PPAG is a phenylpropenoic glucoside (Table 2) that acts as a precursor in the flavonoid biosynthesis pathway and has been shown by various studies to be present in rooibos [18, 81, 108]. The occurrence of PPAG in rooibos was described for the first time about two decades ago [108] and its bioavailability profile is yet to be established. Phenylpyruvic acids apparently play a key role in the biosynthesis of a number of secondary metabolites, including PPAG [214]. The biological activity of a compound with similar structure to PPAG such as 3-phenylpyruvate has long been reported to display antidiabetic properties [215, 216]. Exposure of cardiomyocytes isolated from diabetic rats to a low concentration of fermented rooibos that contains a relatively high level of PPAG (0.71 g/100 g extract) prevents oxidative stress and apoptosis [21]. Recent findings indicated that this compound attenuates insulin resistance and protects beta cells from obese and streptozotocin-induced mice against endoplasmic reticulum stress-induced apoptosis [217,218,219]. Data available on the cardioprotective properties of PPAG are limited to a study in H9c2 cardiomyocytes, showing that PPAG abolishes high glucose-induced altered myocardial substrate metabolism and apoptosis by increasing the Bcl2/Bax ratio and reducing caspase 3/7 activity [21]. This study further showed that PPAG displayed reduced capacity to protect H9c2 cells against oxidative stress. This result was anticipated since PPAG is not expected to be an active antioxidant as it lacks the phenolic structural features that are required for free radical scavenging ability [220]. Interestingly, PPAG used in combination with a known antidiabetic agent such as metformin demonstrated better protection of cardiomyocytes exposed to high glucose-induced oxidative stress than when used as a monotherapy [221]. Correspondingly, Patel et al. [222] recently showed that PPAG has no inhibitory effect on cytochrome P450 enzymes, CYP2C8, CYP2C9, and CYP3A4, which are important in the metabolism of hypoglycemic drugs, such as thiazolidinediones and sulfonylureas. Supporting the potential use of nutraceutical agents such as PPAG, especially in combination with a current antidiabetic agent to attenuate oxidative stress-induced damage and protect diabetic individuals at risk of myocardial infarction needs further investigation.

Conclusions

Blood glucose lowering therapies such as metformin and insulin have played a major role in prolonging lives of diabetic patients.
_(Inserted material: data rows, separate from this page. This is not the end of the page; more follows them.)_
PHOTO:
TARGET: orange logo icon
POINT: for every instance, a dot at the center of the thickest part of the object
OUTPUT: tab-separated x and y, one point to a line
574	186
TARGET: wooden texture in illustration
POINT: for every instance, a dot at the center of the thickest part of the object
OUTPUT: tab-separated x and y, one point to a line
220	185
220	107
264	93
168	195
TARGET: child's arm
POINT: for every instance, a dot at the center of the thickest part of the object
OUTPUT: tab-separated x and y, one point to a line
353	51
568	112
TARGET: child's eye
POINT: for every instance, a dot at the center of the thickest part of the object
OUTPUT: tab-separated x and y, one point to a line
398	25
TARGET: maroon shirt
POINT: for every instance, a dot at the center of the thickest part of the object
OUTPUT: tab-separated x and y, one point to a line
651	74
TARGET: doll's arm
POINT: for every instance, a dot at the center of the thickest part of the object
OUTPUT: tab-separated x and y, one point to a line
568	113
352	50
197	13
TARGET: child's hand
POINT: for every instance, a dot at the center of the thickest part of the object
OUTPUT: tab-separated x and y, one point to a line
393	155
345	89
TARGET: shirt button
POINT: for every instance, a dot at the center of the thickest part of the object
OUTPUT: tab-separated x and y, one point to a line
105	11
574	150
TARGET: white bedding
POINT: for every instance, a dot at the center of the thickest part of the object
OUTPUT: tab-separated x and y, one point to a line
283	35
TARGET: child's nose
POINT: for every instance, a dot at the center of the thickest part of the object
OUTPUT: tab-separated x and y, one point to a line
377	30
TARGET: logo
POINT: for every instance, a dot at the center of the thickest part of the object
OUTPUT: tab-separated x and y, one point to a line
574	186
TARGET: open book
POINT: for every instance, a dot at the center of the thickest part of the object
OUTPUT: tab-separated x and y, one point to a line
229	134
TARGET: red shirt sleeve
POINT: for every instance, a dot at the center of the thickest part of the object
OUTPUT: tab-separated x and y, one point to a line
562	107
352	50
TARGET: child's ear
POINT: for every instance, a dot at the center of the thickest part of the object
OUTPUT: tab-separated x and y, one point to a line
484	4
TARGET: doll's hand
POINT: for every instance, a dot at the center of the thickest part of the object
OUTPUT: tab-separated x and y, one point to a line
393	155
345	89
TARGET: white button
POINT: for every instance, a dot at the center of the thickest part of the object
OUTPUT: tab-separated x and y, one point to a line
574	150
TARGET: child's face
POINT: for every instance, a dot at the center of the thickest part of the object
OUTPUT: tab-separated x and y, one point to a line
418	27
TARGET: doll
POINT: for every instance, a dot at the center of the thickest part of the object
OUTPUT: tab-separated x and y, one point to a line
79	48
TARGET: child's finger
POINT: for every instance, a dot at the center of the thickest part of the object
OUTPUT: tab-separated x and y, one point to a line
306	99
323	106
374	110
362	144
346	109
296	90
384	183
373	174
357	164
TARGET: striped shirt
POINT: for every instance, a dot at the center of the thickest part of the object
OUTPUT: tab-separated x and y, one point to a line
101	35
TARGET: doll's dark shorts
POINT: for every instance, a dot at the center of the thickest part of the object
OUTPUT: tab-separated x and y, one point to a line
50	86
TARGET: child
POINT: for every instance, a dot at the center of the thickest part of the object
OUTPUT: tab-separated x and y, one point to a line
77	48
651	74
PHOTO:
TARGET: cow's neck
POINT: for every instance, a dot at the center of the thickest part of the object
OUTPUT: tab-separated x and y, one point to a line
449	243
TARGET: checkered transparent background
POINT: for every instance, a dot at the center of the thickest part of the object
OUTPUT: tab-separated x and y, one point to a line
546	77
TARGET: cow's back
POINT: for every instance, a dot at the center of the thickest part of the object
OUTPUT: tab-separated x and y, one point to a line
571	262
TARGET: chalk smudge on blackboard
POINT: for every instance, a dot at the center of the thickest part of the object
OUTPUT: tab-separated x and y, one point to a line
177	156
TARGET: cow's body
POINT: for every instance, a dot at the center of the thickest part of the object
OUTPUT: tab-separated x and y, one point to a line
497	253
However, tight control of blood glucose remains a challenge in such patients. By contrast, ameliorative therapies for oxidative stress, including polyphenols as an adjunct to current blood lowering drugs, show promise in protecting diabetic hearts in experimental models. In recent years, rooibos has gained popularity due to its potential use as a dietary supplement that is rich in polyphenols. The presence of constituents such as aspalathin, nothofagin and PPAG that are unique to rooibos or rarely occur in other plants make it attractive for scientific investigation. The compounds present in rooibos continue to present robust biological properties that are associated with ameliorative effects on inflammation and apoptosis, leading to improved cardiac function in different animal models. In addition, current evidence has suggested that the combinational use of some of these compounds with known antidiabetic agents such as metformin may enhance their biological efficacy. However, this review clearly highlights the evidence gap pertaining to the molecular mechanisms associated with the cardioprotective effect of rooibos and its polyphenols. Once these molecular mechanisms are established, in addition to verification of such findings in clinical studies, it could make a significant step in accelerating development of an evidenced-based rooibos nutraceutical. It is therefore imperative that we further investigate the mechanism(s) by which rooibos flavonoids and PPAG modulate diabetes-induced cardiovascular related complications thereby identifying new therapeutic candidates.